Movimientos que se creían sin enlace provienen a menudo de un choque,
que, partiendo de lejano centro, vibra después por todo el orbe. Por
innumerables que sean las tradiciones que un siglo transmite a otro, y
uno a otro pueblo, un examen atento llega a veces a encontrar las
fuentes de que provienen esos fenómenos nuevos, y originales en
apariencia, derramadas en distintos sentidos al cabo de largos años por
todas las naciones. Hasta el elemento primitivo que contiene nuevos
gérmenes de civilización, dominante en las esferas más elevadas de la
vida de un pueblo, es sólo nacional en parte, de la misma manera que el
que nace en lo más íntimo de su corazón y no sale de él, no puede
tampoco evitar las modificaciones externas, ni el indeleble y vigoroso
sello que siglos enteros y otros pueblos llegan a imprimir en él. Y sin
embargo, aunque ninguna forma sea en todo independiente de las
anteriores; aunque ninguna haya sólo de lo presente sin haber admitido
algo de lo pasado, encuéntranse, no obstante, naciones que las poseen
exclusivamente suyas, y excitan nuestra admiración por su identidad con
otras conocidas, obligándonos a acudir a su centro común.
Tan íntima unión de fenómenos, semejantes en apariencia, y distintos por
el tiempo y el espacio en que ocurren, es de gran precio para el examen
de aquellas épocas, de las cuales ni quedan documentos auténticos, ni
dan clara luz por sí solas. Por su mediación llega el historiador de
ciertos períodos artísticos y literarios a caminar con desembarazo por
la senda que lo lleva a la verdad. Evitando los inconvenientes de
abandonarse demasiado a peligrosas adivinaciones, aprovechándose sólo de
sus anteriores conocimientos, comparando lo extranjero con lo nacional y
lo pasado con lo presente, llega a completar sus noticias parciales y á
aclarar sus dudas.
España (de cuya literatura y arte dramático trataremos en breve), ha
sido mirada largo tiempo como un país encerrado en sí propio más que los
restantes, y extraño a la influencia y comercio de otros pueblos.
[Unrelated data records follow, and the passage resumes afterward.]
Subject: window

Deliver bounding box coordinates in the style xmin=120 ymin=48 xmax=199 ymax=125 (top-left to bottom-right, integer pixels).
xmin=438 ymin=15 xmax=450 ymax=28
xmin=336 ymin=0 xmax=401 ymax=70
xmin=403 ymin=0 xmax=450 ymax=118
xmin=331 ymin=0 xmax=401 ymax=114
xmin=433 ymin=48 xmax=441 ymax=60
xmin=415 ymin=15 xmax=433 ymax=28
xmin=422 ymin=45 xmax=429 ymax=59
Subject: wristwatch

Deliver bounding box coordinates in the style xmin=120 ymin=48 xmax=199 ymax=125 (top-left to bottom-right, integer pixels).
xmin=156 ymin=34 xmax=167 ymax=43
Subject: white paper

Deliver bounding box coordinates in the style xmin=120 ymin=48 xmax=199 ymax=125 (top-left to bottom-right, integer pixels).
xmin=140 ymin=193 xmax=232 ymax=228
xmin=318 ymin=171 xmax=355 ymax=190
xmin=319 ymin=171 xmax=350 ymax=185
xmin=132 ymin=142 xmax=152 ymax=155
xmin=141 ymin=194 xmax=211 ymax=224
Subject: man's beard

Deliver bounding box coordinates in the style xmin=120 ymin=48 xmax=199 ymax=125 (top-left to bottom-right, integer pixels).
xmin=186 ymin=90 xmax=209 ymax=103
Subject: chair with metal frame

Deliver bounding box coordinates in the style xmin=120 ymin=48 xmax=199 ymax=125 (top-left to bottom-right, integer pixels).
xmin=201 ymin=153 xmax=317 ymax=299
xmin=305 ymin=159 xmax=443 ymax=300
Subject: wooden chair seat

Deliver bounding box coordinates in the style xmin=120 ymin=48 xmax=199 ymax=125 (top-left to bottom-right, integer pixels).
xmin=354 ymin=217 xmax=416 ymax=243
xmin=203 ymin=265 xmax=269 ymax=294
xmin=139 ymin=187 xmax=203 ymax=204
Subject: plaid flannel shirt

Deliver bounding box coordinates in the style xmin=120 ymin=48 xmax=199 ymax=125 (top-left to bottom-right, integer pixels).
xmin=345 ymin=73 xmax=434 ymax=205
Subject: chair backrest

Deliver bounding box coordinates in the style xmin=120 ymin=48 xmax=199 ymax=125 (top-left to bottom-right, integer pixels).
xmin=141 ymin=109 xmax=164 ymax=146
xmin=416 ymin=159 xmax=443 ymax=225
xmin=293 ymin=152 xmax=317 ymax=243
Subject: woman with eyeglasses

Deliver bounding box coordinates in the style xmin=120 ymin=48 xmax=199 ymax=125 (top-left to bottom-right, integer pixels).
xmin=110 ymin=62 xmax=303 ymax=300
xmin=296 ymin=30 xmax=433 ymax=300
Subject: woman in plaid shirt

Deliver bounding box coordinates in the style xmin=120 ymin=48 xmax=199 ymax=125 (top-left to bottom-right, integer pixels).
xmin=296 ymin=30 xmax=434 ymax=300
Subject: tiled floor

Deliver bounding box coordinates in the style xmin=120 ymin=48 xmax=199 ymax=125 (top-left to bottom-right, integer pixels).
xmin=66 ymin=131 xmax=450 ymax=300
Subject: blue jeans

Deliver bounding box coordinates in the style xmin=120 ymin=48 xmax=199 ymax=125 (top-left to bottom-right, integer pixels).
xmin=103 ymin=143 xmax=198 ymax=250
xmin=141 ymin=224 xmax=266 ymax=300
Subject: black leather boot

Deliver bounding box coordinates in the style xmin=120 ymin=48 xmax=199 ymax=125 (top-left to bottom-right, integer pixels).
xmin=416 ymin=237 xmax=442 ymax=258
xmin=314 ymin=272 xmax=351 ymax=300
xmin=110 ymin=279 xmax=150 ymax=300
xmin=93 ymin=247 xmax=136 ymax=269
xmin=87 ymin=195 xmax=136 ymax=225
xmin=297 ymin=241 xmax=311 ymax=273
Separada de Europa por la muralla que forman los montes Pirineos, y
bañadas sus costas por dos mares que la aislan de las demás naciones, no
se parece a ninguna otra ni por la formación geológica de su suelo, ni
por sus elevadas llanuras, ni por sus montañas y valles, que le prestan
un colorido especial. Habítala, según se presume, un pueblo indígena,
que, a pesar de su mezcla con otras razas, aún no ha perdido los rasgos
distintivos de su carácter, igual al descrito en las más antiguas
historias, a pesar de los siglos transcurridos, habiendo mostrado en
todas las épocas de su existencia ese elemento original y dominante que
le infunde tanto interés para el estudioso. Este rasgo característico de
su fisonomía, que proviene de la influencia de un pueblo no europeo, y
es efecto de la unión de los dos elementos oriental y occidental, la
distingue de una manera singular. No obstante, aunque se diferencie por
esto de todos los demás pueblos de Europa, la civilización española no
ha escapado a las causas que han influído en la de los demás modernos,
ni tampoco a lo pasado y a lo próximo.